Clause 5 creates a criminal offence for withdrawing, or authorising or permitting the withdrawal of, an amount from the Fund unless Cabinet has approved the purpose of the withdrawal and the prescribed procedures for withdrawal have been followed. Cabinet does not need to approve every item of expenditure – in the same way as Parliament authorises withdrawal for the purpose of broad government functions, Cabinet can authorise withdrawal for the purpose of implementing a specified project. Small items of expenditure within that project will need to be undertaken in accordance with the procedures for withdrawal that will be prescribed by regulation. However, failure to follow the procedures does not constitute a disciplinary offence for the public officer involved – it constitutes a criminal offence.

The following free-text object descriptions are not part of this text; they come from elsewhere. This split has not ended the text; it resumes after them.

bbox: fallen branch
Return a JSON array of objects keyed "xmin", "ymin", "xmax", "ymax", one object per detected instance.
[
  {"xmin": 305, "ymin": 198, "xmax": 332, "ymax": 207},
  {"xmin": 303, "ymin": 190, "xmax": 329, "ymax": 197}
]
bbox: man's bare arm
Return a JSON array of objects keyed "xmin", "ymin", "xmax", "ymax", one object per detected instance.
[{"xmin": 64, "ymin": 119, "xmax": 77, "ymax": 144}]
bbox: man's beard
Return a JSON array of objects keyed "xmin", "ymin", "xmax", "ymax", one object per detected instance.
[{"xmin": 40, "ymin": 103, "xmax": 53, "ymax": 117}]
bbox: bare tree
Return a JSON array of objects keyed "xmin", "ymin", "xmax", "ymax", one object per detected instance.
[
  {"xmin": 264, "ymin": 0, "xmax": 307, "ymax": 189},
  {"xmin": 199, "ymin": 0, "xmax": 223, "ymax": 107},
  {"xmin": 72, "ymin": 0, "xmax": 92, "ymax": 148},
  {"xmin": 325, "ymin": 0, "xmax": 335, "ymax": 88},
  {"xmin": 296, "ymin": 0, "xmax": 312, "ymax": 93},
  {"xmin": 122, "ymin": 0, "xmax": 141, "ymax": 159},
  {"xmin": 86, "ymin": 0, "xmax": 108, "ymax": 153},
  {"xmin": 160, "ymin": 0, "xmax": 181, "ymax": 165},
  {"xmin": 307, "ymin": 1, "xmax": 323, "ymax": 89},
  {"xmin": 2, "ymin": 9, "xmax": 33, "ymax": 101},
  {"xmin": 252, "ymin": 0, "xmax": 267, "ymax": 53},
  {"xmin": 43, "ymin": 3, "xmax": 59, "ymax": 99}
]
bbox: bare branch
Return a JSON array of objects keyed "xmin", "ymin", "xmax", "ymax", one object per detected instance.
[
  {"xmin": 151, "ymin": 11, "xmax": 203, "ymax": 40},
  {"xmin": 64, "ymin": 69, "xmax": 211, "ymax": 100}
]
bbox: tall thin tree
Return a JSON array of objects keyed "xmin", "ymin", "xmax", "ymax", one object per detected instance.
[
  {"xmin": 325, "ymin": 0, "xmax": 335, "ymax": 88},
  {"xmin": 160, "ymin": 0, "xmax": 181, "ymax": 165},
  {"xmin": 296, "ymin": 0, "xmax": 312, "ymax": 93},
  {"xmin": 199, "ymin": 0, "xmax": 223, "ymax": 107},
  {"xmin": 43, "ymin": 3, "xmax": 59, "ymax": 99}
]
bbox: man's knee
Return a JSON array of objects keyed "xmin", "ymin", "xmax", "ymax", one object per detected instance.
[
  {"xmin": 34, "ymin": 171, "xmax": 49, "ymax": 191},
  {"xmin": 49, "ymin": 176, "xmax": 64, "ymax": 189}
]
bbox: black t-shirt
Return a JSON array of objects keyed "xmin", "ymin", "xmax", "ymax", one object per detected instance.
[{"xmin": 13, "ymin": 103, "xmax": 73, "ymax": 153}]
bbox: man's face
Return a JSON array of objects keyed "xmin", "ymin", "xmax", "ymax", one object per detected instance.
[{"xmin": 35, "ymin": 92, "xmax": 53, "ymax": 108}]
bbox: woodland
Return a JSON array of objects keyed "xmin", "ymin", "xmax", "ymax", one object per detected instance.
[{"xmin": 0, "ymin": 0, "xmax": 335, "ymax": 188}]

Clause 5 also contains an avoidance of doubt provision specifying that Cabinet may approve a withdrawal of an amount for the purpose of paying the amount in the Treasury Fund. Cabinet has this power without this provision, as clause 5 does not limit the purposes for which Cabinet can approve withdrawal. Withdrawal for payment into the Treasury Fund is most likely to occur if a project is completed under-budget and the development partner does not require the return of the surplus amount.

Clause 6 requires the Minister to table in Parliament the annual projections of income and expenditure for the Fund for each financial year. The projections must be itemised by project, showing the source of each item of income.

Clause 7 requires the Minister to table in Parliament an annual report of the actual income and expenditure of the Fund at the end of each financial year. The report must show actual income and expenditure by project, showing the source of each item of income. All reportable deviations that occurred during the year, whether reported in a previous quarterly report or not, must also be reported. The Minister is also required to provide an update on project implementation activities during the year.

Clause 8 requires the Minister to table in Parliament at the end of the first, second and third quarters of each financial year a quarterly report of the income and expenditure of the Fund for the year to date. The report must show actual income and expenditure by project, showing the source of each item of income. All reportable deviations that have not been reported in a previous quarterly report, must also be reported. A quarterly report is not required for the fourth quarter because the annual report serves both as a fourth quarter report and a report for the entire year.

Clause 9 gives Cabinet power to make regulations under the Act. The power includes the powers to make regulations prescribing the procedures that must be followed before withdrawing an amount from the Fund (for clause 5).

PART 4 – TRANSITIONAL MATTERS

Clause 10 defines terms used in the Part.

Clause 11 creates a charge on the Treasury Fund for each development amount in the Treasury Fund immediately before commencement of the Act. These amounts must be paid into the Development Fund on the commencement date. Any development amount received after the commencement date is payable directly into the Development Fund under clause 4.

Clause 12 allows the annual projections for the first year of operation of the Fund to be tabled by 1 October 2011.